Segundo reportagem de O Globo, Fachin conversou ainda com André Mendonça, outro ministro diretamente envolvido no conflito. A movimentação ocorre diante da pressão para que a presidência do STF encontre uma solução capaz de interromper a sequência de decisões divergentes e reduzir o desgaste institucional do Supremo.
Disputa chega ao comando da PF
Um dos principais focos da crise passou a ser a permanência de Andrei Rodrigues na direção-geral da Polícia Federal. Mendonça determinou o afastamento de Andrei, decisão contestada pela Advocacia-Geral da União (AGU), que recorreu à presidência do Supremo.
Fachin deu prazo de 72 horas para que Mendonça se manifeste sobre o recurso antes de decidir. Nesta quarta, porém, Flávio Dino entrou diretamente na disputa ao reverter a ordem de Mendonça e determinar a reintegração de Andrei ao comando da PF.
A Segunda Turma do STF chegou a formar maioria para manter a decisão de Mendonça, mas o julgamento no plenário virtual foi interrompido após pedido de vista de Gilmar Mendes. Com a nova decisão, prevalece, por enquanto, a determinação de Dino.
Mendonça denuncia monitoramento
O conflito ganhou força depois de Mendonça afirmar que teria sido alvo de “monitoramento sistemático” e ilegal pela área de inteligência da Polícia Federal. O ministro citou pelo menos seis relatórios produzidos entre 3 e 31 de agosto, com referências à sua atuação e à relação com o advogado-geral da União, Jorge Messias.
“Há mais de 30 dias este relator tem sido monitorado pela Polícia Federal. Trata-se de monitoramento ilícito de Ministro da Suprema Corte do país, o que por si só revela a gravidade da situação”, escreveu Mendonça.
Os documentos haviam sido mencionados anteriormente por Alexandre de Moraes. O ministro apontou possíveis irregularidades na atuação de Mendonça na condução das investigações envolvendo as fraudes no Master e no INSS e pediu apuração sobre o colega.

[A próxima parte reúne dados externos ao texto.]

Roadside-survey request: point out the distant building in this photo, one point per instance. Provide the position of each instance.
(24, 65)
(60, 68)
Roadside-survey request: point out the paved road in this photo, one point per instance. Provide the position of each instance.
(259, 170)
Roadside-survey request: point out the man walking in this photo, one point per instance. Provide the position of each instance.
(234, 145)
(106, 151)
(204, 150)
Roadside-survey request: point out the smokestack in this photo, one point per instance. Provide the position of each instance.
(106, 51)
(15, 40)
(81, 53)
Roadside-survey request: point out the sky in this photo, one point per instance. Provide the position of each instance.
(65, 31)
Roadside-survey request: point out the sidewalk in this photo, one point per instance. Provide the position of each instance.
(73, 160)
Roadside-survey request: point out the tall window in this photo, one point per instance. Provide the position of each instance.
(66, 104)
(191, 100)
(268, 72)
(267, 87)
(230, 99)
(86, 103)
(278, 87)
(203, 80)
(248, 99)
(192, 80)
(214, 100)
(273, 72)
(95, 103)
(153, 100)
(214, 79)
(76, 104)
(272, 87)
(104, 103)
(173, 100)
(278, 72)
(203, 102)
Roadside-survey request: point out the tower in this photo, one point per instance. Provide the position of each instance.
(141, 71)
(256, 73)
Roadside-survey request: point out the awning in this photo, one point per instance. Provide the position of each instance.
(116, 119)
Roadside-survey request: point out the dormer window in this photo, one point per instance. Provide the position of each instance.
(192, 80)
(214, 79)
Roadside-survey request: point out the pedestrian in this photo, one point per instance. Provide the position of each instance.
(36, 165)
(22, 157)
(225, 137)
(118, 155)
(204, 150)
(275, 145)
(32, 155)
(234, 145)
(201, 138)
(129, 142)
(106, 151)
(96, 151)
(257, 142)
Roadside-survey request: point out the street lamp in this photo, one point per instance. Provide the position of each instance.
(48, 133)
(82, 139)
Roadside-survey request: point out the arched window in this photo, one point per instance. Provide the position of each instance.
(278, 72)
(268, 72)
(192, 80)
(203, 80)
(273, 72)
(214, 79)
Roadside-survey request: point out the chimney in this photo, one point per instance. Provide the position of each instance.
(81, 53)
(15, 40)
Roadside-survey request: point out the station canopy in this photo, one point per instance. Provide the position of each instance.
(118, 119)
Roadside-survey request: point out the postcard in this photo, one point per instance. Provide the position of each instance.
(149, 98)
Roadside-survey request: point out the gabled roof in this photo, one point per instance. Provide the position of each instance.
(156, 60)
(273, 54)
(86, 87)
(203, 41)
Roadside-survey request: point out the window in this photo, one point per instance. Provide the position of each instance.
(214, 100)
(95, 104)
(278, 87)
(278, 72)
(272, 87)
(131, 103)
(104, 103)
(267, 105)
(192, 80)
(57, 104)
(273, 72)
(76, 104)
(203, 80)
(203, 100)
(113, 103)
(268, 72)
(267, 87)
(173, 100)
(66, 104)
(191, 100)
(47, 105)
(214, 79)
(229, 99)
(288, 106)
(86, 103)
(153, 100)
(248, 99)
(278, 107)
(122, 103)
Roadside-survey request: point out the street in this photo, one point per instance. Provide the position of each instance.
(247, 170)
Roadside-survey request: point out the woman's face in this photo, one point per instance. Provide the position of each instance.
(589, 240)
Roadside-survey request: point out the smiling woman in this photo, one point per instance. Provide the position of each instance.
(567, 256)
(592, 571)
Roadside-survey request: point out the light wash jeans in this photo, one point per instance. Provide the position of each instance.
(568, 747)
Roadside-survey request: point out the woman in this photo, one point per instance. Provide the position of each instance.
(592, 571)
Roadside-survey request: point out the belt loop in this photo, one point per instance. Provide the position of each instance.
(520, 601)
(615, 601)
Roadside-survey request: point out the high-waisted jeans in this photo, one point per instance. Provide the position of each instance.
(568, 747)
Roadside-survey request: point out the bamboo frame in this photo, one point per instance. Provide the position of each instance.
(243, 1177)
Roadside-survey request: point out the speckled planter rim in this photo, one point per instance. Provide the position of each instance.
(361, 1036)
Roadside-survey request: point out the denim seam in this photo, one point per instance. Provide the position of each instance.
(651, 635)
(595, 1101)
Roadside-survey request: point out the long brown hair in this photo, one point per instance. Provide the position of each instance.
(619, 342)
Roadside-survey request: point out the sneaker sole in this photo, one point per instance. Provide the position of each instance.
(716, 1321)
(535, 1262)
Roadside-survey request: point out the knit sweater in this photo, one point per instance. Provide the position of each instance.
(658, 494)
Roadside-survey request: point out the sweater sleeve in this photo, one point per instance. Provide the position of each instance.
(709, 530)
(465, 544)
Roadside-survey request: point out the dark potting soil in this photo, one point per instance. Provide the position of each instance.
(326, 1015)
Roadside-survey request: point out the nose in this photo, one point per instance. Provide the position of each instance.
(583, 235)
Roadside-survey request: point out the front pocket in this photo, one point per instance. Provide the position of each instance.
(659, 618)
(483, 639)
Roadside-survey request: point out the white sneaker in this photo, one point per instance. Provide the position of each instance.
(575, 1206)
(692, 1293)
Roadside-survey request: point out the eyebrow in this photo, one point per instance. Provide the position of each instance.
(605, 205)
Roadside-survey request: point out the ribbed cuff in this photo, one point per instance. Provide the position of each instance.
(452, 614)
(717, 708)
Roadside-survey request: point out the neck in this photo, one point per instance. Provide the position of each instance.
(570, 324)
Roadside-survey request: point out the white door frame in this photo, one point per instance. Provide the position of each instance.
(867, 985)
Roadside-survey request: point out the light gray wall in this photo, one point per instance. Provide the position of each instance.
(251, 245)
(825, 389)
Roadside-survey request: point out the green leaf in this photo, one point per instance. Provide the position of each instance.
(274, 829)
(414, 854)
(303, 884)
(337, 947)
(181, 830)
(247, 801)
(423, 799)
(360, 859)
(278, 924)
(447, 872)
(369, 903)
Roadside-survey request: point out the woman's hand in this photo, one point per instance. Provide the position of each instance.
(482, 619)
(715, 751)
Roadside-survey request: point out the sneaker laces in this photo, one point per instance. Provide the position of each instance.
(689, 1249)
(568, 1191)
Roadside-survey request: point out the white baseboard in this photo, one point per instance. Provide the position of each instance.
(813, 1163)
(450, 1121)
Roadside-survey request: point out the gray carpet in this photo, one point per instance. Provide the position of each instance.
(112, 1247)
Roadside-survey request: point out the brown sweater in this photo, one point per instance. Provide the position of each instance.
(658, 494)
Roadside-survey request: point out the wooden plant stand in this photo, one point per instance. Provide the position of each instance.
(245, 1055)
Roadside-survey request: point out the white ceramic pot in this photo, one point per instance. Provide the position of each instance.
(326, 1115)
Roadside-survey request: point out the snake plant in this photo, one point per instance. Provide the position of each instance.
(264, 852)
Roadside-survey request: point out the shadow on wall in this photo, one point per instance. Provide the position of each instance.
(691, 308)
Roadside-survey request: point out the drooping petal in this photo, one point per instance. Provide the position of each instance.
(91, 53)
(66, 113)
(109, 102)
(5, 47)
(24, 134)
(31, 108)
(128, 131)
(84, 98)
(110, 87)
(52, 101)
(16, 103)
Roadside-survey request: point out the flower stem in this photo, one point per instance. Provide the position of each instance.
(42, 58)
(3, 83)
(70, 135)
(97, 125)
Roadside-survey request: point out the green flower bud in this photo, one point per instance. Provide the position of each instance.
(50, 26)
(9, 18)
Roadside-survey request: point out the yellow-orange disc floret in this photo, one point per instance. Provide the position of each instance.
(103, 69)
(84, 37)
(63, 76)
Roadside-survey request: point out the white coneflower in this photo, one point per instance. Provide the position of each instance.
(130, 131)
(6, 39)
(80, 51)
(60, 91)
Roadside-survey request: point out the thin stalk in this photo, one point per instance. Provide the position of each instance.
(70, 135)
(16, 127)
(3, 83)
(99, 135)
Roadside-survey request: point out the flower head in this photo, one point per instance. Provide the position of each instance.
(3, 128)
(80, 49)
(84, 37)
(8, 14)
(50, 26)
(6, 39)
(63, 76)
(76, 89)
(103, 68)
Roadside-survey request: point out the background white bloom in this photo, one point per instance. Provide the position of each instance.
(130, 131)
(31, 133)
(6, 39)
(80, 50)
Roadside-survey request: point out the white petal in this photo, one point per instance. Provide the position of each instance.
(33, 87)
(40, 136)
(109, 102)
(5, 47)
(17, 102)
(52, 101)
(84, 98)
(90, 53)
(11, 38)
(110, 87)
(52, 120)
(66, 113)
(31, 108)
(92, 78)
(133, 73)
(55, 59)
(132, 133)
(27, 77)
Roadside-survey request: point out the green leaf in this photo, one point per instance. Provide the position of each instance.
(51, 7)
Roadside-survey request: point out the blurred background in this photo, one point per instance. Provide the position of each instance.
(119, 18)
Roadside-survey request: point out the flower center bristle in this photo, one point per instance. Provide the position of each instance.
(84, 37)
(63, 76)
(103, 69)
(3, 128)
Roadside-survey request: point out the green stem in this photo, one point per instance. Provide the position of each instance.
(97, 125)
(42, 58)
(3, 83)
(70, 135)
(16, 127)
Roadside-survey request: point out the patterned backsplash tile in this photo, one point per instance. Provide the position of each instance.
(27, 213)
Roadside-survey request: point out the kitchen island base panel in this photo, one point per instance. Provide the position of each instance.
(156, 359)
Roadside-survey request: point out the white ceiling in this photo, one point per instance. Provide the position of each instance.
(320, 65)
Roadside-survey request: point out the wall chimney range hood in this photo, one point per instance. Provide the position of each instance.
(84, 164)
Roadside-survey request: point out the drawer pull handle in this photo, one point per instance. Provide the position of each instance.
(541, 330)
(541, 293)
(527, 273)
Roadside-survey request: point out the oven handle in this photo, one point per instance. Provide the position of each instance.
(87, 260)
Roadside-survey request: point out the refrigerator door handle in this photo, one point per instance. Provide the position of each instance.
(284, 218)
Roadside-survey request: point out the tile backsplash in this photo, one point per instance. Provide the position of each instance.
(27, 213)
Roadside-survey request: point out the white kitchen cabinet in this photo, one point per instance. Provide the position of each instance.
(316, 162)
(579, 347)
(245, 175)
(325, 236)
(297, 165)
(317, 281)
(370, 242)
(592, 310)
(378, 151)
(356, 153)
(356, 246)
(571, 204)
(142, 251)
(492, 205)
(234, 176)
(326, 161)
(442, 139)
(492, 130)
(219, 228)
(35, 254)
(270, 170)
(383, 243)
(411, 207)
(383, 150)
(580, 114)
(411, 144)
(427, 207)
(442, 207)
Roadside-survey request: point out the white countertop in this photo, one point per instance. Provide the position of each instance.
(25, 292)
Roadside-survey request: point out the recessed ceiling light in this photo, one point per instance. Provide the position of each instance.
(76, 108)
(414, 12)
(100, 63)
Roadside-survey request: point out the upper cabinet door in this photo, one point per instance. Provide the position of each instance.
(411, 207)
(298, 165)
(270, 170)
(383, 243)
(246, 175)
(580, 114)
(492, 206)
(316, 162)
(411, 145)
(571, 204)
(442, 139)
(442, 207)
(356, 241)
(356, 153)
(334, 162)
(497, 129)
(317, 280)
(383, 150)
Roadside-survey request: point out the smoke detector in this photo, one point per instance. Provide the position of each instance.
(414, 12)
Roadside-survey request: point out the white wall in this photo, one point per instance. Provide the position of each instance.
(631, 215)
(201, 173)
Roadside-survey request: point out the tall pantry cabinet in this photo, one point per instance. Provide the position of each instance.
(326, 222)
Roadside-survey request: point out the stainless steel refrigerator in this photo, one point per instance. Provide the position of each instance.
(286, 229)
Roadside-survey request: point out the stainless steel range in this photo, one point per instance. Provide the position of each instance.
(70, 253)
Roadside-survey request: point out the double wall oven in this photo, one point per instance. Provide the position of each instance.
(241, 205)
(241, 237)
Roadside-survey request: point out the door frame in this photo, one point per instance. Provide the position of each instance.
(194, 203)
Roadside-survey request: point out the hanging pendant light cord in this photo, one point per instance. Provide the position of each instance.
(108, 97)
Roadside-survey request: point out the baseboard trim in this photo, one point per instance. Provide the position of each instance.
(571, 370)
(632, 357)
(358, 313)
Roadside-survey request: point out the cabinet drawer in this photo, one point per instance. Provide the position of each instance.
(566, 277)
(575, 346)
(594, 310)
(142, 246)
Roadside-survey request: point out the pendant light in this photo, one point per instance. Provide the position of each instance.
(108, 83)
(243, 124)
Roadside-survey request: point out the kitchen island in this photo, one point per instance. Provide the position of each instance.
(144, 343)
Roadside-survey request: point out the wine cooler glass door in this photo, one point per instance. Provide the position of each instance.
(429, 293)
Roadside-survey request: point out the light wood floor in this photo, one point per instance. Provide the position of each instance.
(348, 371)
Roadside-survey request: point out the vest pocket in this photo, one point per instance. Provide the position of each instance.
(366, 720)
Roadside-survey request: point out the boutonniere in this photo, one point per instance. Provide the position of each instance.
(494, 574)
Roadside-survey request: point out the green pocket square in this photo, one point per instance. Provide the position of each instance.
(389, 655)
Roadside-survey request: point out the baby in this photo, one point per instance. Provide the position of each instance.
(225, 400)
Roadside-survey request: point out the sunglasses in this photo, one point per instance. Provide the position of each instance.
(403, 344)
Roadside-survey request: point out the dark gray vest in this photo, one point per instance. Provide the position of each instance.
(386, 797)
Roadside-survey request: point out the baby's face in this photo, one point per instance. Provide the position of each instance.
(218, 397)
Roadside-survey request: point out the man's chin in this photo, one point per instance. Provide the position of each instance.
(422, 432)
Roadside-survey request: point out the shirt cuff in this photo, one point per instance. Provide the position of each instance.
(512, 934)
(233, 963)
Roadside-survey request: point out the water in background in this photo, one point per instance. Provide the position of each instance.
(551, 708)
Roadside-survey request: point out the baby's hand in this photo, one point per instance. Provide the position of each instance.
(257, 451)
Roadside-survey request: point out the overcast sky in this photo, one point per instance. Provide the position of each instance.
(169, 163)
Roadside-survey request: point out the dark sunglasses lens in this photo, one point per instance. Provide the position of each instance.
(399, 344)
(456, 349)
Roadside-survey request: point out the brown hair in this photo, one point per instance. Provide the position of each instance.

Fachin busca saída interna
A sucessão de decisões colocou Fachin no centro das tentativas de pacificação. Integrantes da Corte avaliam que uma definição da presidência é necessária para impedir que novos episódios aprofundem o desgaste institucional.
As conversas separadas com Moraes e Dino e os contatos com outros ministros indicam que Fachin busca construir uma solução internamente antes de tomar novas decisões. O desafio é administrar uma crise que já envolve diferentes gabinetes do Supremo, a Polícia Federal e a AGU, além das investigações relacionadas ao caso Master.